The other big feature LG is pushing with the V40 ThinQ is Cine Shot. Effectively making a cinemagraph, or "living photo," it takes a three second video clip and then allows you to mask out sections you want to have animated. That can then be looped or bounce-looped into a short video, and saved as an MP4.
As for the rest of the phone, the V40 doesn't stray too far from the pattern set down by the G7 ThinQ and V30 before it. The screen is a 6.4-inch FullVision OLED panel running at 3120 x 1440 resolution and supporting HDR10 content. It looks, as you'd expect, excellent, with rich colors. It's also bright, with a peak of 500-600 nits.
Inside there's Qualcomm's Snapdragon 845 chipset with 6GB of LPDDR4 RAM and 64GB of storage. It'll run Android 8.1 Oreo at launch; LG says it doesn't have a public timescale to share yet as to when it – or indeed the LG G7 ThinQ – will get Android 9 Pie. LG still gives you a microSD card slot, and it still gives you a 3.5mm headphone jack, too. The latter works with a 32-bit Hi-Fi Quad DAC with DTS:X 3D Surround Sound. LG tells me it still wants to position its smartphones as the best option for audiophiles, many of whom just aren't ready to embrace wireless headphones full-time.
For when they are, there's Bluetooth 5.0 alongside the WiFi 802.11ac, NFC, and USB 3.1 Type-C. The V40 is IP68 water and dust resistant, MIL-STD-810 certified, and has Corning Gorilla Class 5 to protect it. There's a fingerprint sensor on the back, and Qi fast wireless charging.
LG opted for a 3,300 mAh battery, which looks – on paper at least – a little on the small side. In the company's own testing, it insists, it sees only around 10-percent less runtime than a Note 9 with a 4,000 mAh battery, however. That smaller li-ion does have another advantage, though.
That's the overall weight. The V40 ThinQ is unusually, unexpectedly light in the hand, at 5.96 ounces. That's significantly lighter than both the Note 9 and the iPhone XS Max, despite having a similar screen size. At 2.98 x 0.31 x 6.25 inches, too, it's hardly bulky.
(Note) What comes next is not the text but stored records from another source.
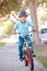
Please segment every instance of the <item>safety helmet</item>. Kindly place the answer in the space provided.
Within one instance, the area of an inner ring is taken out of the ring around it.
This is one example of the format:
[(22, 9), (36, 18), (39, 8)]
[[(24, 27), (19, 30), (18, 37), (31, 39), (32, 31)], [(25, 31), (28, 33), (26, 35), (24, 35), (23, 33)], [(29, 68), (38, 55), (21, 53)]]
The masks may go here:
[(25, 10), (19, 12), (19, 17), (21, 17), (21, 16), (27, 16)]

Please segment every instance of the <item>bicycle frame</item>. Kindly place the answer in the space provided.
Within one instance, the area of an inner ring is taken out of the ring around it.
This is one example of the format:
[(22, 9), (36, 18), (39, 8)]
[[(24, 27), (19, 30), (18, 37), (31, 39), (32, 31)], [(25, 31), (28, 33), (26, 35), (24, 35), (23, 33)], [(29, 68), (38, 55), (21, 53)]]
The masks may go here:
[(31, 70), (34, 70), (34, 62), (33, 62), (33, 56), (32, 56), (32, 47), (28, 47), (28, 44), (26, 42), (26, 38), (24, 37), (24, 46), (23, 46), (23, 57), (25, 64), (30, 67)]

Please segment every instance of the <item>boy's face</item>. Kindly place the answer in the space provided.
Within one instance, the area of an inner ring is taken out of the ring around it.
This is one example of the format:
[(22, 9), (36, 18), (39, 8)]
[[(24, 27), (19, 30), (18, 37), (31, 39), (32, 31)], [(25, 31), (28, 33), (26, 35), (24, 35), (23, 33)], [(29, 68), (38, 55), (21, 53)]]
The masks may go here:
[(27, 16), (21, 16), (21, 17), (19, 17), (19, 20), (20, 20), (22, 23), (24, 23), (24, 22), (26, 21), (26, 17), (27, 17)]

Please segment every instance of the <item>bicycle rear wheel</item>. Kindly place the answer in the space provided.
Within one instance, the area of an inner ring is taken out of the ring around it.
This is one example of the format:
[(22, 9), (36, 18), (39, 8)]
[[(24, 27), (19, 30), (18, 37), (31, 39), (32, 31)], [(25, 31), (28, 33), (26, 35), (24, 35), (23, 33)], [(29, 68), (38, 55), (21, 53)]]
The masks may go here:
[(26, 58), (24, 57), (24, 63), (25, 63), (25, 67), (28, 66), (28, 61), (26, 60)]
[(30, 54), (28, 55), (28, 67), (31, 70), (34, 70), (34, 60), (33, 60), (33, 56)]

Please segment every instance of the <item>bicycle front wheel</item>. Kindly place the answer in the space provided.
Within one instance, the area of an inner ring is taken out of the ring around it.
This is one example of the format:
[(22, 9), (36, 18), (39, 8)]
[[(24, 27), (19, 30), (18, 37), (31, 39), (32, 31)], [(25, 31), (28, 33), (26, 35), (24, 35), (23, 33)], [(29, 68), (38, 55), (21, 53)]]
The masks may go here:
[(33, 56), (30, 54), (28, 55), (28, 67), (31, 70), (34, 70), (34, 60), (33, 60)]

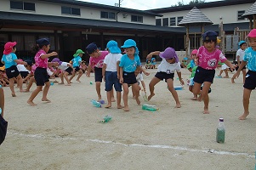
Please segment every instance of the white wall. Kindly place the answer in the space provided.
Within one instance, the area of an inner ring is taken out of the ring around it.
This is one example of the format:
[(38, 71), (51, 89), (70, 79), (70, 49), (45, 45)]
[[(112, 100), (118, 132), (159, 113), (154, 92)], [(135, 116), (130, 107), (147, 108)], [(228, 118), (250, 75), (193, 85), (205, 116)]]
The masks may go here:
[[(252, 5), (253, 3), (246, 3), (211, 8), (199, 8), (199, 10), (201, 10), (201, 12), (204, 14), (213, 23), (213, 25), (219, 24), (221, 21), (223, 21), (224, 24), (231, 24), (245, 21), (248, 22), (248, 20), (238, 20), (237, 12), (240, 10), (246, 11)], [(164, 13), (161, 14), (163, 17), (156, 17), (156, 19), (176, 17), (177, 20), (177, 17), (185, 16), (191, 10)], [(222, 20), (219, 19), (220, 17), (222, 17)]]

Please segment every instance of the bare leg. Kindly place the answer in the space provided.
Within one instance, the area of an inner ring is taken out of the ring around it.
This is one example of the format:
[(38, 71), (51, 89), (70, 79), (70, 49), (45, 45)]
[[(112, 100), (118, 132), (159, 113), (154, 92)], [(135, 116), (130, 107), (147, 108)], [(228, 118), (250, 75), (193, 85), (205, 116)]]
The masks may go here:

Overall, LG's goal is to push the vision of AI photography that it began with earlier ThinQ devices. While prosumers might still be demanding full manual modes – and indeed the V40's camera app does offer manual controls – the reality is, LG says, that most people don't ever actually use them. Even if they do know how the options work, the company argues, in the haste to capture an image they often simply lack the time to play with the settings.
We've got an LG V40 ThinQ in now, and will have a full review very soon. Sales will kick off in-store on Thursday, October 18. Pre-orders, meanwhile, will start around October 12: T-Mobile will offer it for $920, Verizon for $980, Sprint for $960, US Cellular for $900, and AT&T for $950.
There'll also be a number of special offers. Pre-order the V40, for instance, and you'll get a DJI Osmo Mobile 2 worth $258 and a SanDisk 256GB microSD card worth $119 thrown in. At retail, the V40 ThinQ will come with the SanDisk 256GB card, meanwhile.